Prielle hovered behind me, unsure of her place. I waved her forward, and she joined me at the bedside, her pinched expression loosening as she looked down at the princess she had so long envied. Then, in a gesture that touched my heart, she dipped in a curtsy. Rose watched, motionless as a figure on St. Elsip’s Bridge of Statues, then looked back at me.

“Is it true?” she whispered. “My mother?”

Before I could formulate the right words, she understood what my hesitation portended. I watched as the full force of it hit her anew: the fate of her parents, the castle, her life. She closed her eyes in a vain attempt to blot out the vision, and I was overcome by hopelessness. The anguish I had seen wash across her face was beyond my power to heal.

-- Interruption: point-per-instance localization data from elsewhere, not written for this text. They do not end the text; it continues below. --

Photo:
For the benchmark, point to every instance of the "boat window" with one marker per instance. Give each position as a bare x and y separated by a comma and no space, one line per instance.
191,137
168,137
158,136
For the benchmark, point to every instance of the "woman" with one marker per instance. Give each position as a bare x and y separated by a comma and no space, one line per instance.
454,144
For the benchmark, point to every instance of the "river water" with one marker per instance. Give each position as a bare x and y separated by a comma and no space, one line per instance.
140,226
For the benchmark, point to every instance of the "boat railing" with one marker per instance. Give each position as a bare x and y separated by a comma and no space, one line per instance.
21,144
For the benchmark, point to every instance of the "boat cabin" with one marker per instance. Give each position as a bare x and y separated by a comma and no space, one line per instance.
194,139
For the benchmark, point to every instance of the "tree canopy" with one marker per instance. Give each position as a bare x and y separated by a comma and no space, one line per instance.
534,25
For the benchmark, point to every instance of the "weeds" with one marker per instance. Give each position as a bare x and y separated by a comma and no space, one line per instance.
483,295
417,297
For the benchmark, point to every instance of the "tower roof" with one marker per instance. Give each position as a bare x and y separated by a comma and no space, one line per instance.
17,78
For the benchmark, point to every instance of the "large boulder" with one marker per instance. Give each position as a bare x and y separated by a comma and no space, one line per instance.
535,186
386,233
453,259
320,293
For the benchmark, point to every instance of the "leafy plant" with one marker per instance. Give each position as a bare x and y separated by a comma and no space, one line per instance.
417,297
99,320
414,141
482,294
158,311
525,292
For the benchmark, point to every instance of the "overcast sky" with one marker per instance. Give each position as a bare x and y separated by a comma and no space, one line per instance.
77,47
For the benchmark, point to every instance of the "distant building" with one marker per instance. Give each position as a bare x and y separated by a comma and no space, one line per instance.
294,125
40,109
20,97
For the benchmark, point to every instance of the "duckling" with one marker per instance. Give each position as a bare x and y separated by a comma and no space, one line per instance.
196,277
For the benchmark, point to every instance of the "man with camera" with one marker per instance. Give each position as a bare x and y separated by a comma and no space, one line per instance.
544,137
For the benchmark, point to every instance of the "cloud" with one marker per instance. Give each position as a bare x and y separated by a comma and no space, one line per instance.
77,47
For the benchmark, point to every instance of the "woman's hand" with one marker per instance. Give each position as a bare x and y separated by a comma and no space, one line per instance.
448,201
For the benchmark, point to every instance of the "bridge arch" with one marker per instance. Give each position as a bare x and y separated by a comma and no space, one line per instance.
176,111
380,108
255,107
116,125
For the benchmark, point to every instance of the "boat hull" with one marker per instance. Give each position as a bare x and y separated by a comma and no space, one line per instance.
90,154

Prielle stared at me with questioning eyes, and I saw her for the first time as she must have appeared to Rose: a thin, terrified girl, clad in a filthy dress more suited to a beggar woman than to a successful merchant’s daughter. Great blotches of red marred her bodice and skirt, and I realized to my horror that the stains were Millicent’s blood, pressed onto Prielle’s gown from my own. I glanced down at my reddened, sticky hands and felt my stomach twist with revulsion. Frantically, I pulled off the dress. I tossed aside the lavender twigs I had picked in the garden and scrubbed my hands and arms until the skin stung. Once I had changed, I told Prielle to do the same, insisting she take one of Rose’s gowns. Our old clothes I burned in the fireplace, destroying all evidence of my murderous deed.

I watched the flames catch at the fabric and tried to formulate a plan for the coming days. I now had two young women in my care, looking to me for guidance. When Rose was well enough to travel, we would go to Marcus—a thought I clung to as a beacon, lighting my way forward. But that would be merely a temporary respite. Rose was now the ruler of this land; she could not hide from her duties forever. Who would serve as her advisers, her courtiers, her ladies-in-waiting? Who would clear the bodies from the castle? Restock the stables with horses and the storerooms with food?

And how could Rose ever sit upon her father’s throne, now that it was sprayed with Millicent’s blood?

When nothing remained in the fireplace but ashes, I urged Prielle to lie on my pallet. I could hear Rose’s down-filled mattress rustle as she shifted position, and I wondered if her thoughts were mirroring my own. The pox may have passed, but I feared for her nonetheless. Would her agitated mind deny her the rest she so desperately needed? Could her fragile body withstand such strain? Consulting Flora’s ledger once again, I mixed up the sleeping potion, forcing my attention to remain on the task at hand rather than on the risk I was about to take. Gently, I urged a spoonful into Rose’s mouth, then watched as her eyes fluttered shut and her hands fell slack against her bedcovering. I continued to watch as her chest lifted and sank in a peaceful, unchanging rhythm.